SelfInstructGenerator

class SelfInstructGenerator(BaseGenerator):

A generator for creating synthetic datapoints using self-instruct.

It utilizes both a human-provided dataset (seed_dataset) and generated machine instructions (machine_instructions) to produce new, synthetic datapoints that include a question, a computed rationale (code), and a final answer (from a verifier).

init

def __init__(
    self,
    seed_dataset: StaticDataset,
    verifier: BaseVerifier,
    instruction_agent: Optional[ChatAgent] = None,
    rationale_agent: Optional[ChatAgent] = None,
    seed: int = 42,
    **kwargs
):

Initialize the self-instruct generator.

Parameters:

  • seed_dataset (StaticDataset): Dataset containing seed instructions.
  • verifier (BaseVerifier): Verifier instance to validate generated solutions.
  • instruction_agent (Optional[ChatAgent]): Agent for generating instructions. If not provided, a default agent will be created.
  • rationale_agent (Optional[ChatAgent]): Agent for generating rationales.
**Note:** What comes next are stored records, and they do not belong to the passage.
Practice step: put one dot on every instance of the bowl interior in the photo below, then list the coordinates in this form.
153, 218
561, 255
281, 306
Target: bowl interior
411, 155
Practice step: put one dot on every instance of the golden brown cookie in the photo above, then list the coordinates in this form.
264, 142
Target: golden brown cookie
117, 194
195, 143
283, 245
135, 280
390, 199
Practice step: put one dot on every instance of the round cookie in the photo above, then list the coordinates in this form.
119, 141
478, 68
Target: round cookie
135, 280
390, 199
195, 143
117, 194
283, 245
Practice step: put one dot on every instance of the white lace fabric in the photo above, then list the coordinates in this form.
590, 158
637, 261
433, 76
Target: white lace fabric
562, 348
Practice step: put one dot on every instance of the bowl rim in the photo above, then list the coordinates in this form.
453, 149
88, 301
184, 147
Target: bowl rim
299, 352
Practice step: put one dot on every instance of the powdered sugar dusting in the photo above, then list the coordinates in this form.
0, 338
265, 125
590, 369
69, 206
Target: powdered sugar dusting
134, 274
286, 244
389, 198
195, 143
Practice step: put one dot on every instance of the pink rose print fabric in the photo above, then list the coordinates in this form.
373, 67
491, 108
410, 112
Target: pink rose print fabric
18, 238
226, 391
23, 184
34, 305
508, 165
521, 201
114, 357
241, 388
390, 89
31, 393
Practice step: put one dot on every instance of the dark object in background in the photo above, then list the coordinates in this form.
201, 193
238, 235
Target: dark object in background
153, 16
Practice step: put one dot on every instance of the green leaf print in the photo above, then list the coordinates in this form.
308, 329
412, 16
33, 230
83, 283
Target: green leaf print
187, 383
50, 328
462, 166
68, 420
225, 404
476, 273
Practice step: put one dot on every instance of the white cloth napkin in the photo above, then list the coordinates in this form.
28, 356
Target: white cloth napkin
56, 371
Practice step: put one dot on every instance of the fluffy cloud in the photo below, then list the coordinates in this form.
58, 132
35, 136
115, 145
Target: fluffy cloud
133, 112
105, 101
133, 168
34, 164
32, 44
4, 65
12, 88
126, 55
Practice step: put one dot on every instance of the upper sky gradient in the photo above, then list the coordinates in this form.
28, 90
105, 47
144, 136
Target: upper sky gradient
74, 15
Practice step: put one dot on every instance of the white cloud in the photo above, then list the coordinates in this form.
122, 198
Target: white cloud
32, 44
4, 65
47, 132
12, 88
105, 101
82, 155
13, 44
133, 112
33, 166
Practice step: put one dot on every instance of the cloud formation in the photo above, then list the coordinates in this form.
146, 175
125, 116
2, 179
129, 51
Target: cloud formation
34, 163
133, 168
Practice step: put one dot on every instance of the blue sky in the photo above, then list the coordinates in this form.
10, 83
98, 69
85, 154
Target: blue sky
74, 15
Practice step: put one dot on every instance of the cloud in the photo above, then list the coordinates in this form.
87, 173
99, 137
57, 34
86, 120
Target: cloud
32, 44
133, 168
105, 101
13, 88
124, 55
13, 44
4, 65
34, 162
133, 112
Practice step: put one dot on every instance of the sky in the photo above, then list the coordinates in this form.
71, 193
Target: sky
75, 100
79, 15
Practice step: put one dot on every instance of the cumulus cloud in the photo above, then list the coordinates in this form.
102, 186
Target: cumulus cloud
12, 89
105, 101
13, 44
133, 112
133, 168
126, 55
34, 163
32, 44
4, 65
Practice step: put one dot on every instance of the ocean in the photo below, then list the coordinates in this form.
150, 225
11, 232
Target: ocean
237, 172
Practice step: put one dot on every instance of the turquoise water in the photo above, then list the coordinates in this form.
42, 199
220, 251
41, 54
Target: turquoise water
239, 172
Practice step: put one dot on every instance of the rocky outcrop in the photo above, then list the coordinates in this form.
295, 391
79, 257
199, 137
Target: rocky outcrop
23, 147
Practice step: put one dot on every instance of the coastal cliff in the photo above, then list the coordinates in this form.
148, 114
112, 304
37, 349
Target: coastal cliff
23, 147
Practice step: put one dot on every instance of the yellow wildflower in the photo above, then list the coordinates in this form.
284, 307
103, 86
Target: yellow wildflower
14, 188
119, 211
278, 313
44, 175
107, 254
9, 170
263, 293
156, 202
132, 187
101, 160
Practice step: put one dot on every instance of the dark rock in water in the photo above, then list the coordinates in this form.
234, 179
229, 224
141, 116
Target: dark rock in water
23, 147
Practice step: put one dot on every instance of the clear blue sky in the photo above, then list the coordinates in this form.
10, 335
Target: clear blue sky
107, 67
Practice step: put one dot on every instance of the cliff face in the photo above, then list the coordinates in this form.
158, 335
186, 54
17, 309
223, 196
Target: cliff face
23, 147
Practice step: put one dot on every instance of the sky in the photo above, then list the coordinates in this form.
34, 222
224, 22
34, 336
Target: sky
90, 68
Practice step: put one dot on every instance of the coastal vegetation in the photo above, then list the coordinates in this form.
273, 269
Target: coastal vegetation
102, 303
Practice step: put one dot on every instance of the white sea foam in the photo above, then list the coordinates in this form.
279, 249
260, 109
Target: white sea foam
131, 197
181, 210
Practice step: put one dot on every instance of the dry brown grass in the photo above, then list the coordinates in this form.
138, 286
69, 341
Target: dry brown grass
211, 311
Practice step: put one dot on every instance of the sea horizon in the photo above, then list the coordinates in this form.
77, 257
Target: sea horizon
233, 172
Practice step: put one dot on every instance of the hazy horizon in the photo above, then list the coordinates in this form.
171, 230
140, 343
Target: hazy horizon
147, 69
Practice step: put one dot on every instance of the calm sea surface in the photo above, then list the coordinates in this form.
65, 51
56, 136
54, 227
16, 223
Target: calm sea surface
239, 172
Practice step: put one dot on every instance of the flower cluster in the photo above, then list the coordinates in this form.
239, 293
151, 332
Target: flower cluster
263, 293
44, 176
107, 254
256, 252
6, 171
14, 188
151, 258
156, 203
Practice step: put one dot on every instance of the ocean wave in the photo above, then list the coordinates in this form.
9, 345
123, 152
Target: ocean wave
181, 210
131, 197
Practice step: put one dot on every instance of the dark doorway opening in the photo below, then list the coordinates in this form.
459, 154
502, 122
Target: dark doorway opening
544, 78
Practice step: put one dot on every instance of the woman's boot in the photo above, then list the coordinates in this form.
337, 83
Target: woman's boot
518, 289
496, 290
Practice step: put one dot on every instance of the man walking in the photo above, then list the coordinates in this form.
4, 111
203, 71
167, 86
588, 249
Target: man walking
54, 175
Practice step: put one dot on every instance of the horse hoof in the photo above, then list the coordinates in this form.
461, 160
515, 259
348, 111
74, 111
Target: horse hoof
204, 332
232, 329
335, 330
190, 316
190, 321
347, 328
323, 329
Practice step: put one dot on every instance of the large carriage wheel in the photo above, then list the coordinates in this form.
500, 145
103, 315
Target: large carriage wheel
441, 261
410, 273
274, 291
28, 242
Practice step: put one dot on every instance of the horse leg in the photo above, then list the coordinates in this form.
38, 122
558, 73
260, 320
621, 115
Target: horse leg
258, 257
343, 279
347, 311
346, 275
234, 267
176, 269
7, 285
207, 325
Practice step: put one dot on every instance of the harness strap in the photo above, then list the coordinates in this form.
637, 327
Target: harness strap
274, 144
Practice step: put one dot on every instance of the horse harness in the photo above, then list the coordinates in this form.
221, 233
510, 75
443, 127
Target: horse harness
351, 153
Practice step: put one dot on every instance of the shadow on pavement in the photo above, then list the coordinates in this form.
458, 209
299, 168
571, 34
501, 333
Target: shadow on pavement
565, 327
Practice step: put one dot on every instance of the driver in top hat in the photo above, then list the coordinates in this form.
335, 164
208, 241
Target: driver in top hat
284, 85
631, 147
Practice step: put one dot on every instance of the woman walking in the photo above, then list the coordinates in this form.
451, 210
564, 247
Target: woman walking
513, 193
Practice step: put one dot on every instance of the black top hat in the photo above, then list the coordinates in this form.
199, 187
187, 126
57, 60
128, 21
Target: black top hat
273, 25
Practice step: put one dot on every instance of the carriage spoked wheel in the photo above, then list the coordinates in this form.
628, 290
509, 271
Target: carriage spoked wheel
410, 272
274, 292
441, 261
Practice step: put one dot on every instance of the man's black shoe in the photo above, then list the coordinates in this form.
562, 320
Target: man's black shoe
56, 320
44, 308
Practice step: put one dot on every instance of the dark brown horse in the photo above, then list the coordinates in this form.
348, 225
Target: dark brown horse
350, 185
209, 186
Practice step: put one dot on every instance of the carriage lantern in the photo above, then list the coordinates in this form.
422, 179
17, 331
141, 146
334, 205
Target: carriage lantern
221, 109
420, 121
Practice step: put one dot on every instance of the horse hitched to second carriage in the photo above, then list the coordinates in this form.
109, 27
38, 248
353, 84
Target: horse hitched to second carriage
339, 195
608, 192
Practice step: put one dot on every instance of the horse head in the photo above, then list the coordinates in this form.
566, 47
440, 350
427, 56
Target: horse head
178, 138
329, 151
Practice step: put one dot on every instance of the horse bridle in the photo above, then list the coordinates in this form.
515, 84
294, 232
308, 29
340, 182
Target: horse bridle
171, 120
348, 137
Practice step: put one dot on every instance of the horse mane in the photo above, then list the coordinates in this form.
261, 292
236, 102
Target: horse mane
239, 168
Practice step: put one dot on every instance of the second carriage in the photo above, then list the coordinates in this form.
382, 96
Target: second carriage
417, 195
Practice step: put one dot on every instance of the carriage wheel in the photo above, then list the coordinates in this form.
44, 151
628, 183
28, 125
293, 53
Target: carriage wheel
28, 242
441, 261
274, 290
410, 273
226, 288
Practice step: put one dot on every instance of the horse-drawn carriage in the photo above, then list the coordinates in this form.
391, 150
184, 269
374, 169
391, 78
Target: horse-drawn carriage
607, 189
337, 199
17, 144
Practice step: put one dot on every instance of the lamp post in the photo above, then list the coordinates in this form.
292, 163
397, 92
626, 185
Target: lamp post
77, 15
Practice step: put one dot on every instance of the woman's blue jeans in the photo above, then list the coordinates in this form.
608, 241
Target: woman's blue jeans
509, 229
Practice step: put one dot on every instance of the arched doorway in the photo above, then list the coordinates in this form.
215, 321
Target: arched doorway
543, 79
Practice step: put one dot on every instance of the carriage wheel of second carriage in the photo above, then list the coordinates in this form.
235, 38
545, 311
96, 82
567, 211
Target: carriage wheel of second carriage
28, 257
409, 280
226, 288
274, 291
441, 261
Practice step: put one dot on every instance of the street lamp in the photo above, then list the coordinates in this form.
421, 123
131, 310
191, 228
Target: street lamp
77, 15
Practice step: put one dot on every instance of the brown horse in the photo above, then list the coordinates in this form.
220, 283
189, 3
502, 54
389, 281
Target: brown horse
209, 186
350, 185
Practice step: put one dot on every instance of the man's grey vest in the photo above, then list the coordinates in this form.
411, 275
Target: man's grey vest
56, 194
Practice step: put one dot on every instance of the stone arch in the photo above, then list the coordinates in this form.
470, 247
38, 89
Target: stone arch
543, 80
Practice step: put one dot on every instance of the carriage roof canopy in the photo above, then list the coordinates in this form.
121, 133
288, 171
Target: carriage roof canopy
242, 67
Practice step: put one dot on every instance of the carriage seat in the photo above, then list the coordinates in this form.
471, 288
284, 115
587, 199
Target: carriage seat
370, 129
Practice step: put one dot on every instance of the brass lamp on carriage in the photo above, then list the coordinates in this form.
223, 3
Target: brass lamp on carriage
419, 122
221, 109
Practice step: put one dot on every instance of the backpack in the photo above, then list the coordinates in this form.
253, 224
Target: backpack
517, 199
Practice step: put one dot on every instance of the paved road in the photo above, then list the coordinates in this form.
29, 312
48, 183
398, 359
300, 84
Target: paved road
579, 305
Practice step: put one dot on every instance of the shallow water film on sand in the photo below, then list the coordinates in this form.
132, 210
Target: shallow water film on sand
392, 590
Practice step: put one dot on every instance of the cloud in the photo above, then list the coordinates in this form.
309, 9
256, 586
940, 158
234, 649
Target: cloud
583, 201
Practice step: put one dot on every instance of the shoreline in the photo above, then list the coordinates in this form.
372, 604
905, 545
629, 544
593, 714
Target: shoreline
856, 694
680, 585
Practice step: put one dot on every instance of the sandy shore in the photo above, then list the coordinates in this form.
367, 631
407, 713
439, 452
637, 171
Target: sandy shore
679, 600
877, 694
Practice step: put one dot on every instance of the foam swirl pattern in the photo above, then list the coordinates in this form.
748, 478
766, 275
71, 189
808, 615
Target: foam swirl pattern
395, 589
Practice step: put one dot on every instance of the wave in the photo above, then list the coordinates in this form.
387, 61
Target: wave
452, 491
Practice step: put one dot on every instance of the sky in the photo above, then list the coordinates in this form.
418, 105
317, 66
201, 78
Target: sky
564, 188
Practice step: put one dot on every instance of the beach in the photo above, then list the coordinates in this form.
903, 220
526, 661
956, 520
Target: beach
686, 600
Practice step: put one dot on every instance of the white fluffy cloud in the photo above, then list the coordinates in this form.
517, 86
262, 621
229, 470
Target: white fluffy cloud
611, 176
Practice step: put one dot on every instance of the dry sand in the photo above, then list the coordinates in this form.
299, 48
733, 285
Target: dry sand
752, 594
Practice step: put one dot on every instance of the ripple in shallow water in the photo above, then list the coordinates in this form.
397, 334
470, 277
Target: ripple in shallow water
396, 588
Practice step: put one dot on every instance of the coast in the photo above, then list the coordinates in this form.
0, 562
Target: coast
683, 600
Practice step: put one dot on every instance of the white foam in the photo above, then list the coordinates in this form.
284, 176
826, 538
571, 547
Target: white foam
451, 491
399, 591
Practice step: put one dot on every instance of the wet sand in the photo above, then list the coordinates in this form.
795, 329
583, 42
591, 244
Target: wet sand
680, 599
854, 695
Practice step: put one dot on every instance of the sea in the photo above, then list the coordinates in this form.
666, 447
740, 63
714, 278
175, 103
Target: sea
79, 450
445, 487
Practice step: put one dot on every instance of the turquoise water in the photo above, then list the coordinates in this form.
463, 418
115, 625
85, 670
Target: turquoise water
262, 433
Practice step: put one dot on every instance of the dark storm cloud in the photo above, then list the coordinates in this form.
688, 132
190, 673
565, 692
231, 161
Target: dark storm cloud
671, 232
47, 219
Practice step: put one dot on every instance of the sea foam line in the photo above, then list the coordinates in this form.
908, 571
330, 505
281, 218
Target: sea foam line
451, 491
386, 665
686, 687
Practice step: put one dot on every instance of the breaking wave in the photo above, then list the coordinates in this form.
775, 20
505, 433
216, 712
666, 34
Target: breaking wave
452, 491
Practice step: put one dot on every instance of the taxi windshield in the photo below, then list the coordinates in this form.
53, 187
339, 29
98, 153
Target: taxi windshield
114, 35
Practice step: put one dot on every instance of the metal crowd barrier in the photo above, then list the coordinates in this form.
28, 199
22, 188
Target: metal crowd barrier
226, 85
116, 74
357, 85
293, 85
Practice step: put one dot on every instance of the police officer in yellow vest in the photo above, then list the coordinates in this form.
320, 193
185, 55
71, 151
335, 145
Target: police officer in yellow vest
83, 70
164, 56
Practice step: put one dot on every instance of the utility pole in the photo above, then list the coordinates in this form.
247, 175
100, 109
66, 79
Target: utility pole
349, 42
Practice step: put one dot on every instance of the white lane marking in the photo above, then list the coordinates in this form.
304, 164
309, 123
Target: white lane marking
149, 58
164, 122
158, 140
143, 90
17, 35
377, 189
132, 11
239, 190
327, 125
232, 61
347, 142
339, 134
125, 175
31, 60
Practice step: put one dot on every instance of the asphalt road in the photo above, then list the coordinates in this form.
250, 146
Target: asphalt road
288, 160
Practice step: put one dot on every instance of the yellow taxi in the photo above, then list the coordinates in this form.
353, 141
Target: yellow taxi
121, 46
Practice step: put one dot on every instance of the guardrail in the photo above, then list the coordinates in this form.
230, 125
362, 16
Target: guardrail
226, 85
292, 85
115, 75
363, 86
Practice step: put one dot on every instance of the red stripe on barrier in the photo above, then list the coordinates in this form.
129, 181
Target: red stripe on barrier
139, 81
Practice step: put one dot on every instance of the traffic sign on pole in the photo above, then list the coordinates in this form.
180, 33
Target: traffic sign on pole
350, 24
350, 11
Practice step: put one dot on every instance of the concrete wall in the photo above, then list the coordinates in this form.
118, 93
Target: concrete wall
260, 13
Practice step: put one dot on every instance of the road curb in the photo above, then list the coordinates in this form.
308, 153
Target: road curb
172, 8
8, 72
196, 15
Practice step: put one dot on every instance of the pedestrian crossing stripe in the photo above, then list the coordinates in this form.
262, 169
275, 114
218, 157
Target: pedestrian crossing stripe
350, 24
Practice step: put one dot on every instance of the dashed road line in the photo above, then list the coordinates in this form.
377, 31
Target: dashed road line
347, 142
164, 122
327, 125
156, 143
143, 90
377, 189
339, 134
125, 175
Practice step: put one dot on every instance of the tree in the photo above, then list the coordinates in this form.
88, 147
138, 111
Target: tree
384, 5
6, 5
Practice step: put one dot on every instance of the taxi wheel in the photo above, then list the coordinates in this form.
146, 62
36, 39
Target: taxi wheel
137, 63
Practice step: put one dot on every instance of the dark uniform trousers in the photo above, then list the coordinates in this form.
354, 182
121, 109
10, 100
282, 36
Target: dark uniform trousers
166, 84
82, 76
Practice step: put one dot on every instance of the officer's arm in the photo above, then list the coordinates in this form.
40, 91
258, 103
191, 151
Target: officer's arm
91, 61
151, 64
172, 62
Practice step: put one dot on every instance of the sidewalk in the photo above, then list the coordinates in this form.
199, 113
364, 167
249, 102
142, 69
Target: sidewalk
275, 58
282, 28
If not provided, a default agent will be created.
  • seed (int): Random seed for reproducibility. (default: :obj:42) **kwargs: Additional keyword arguments passed to the BaseGenerator. (default: 42)

default_instruction_agent

def default_instruction_agent(self):

Returns:

ChatAgent: An agent with the default instruction prompt.

default_rationale_agent

def default_rationale_agent(self):

Returns:

ChatAgent: An agent with the rationale prompt

format_support_block

def format_support_block(dp: DataPoint):

Format a DataPoint into a few-shot example block.

Parameters:

  • dp (DataPoint): A data point.

Returns:

str: A formatted string containing the question and its corresponding code block in Markdown-style Python format.

generate_new_instruction

def generate_new_instruction(
    self,
    agent: ChatAgent,
    support_human_dps: list[DataPoint],
    support_machine_dps: list[DataPoint]
):

Generate a new instruction using self-instruct prompting.

Parameters:

  • agent (ChatAgent): The agent to use for generating the instruction.
  • support_human_dps (list[DataPoint]): List of human examples to sample.
  • support_machine_dps (list[DataPoint]): List of machine examples to sample.

Returns:

str: The newly generated question.

generate_rationale

def generate_rationale(
    self,
    question: str,
    agent: Optional[ChatAgent] = None,
    support_human_dps: Optional[list[DataPoint]] = None
):

Generate rationale code (solution) for the given question.

Parameters:

  • question (str): The question to be solved.
  • agent (Optional[ChatAgent]): The agent to use for generating the rationale. If None is provided, the default rationale agent will be used. (default: :obj:None)
  • support_human_dps (Optional[list[DataPoint]]): List of human examples to sample. (default: :obj:None)

Returns:

str: The generated code solution as a string.

QuestionSchema

class QuestionSchema(BaseModel):

Schema for the generated question.

Attributes: question (str): The question generated by the model.

RationaleSchema

class RationaleSchema(BaseModel):

Schema for the generated rationale code.

Attributes: code (str): The generated code without any formatting.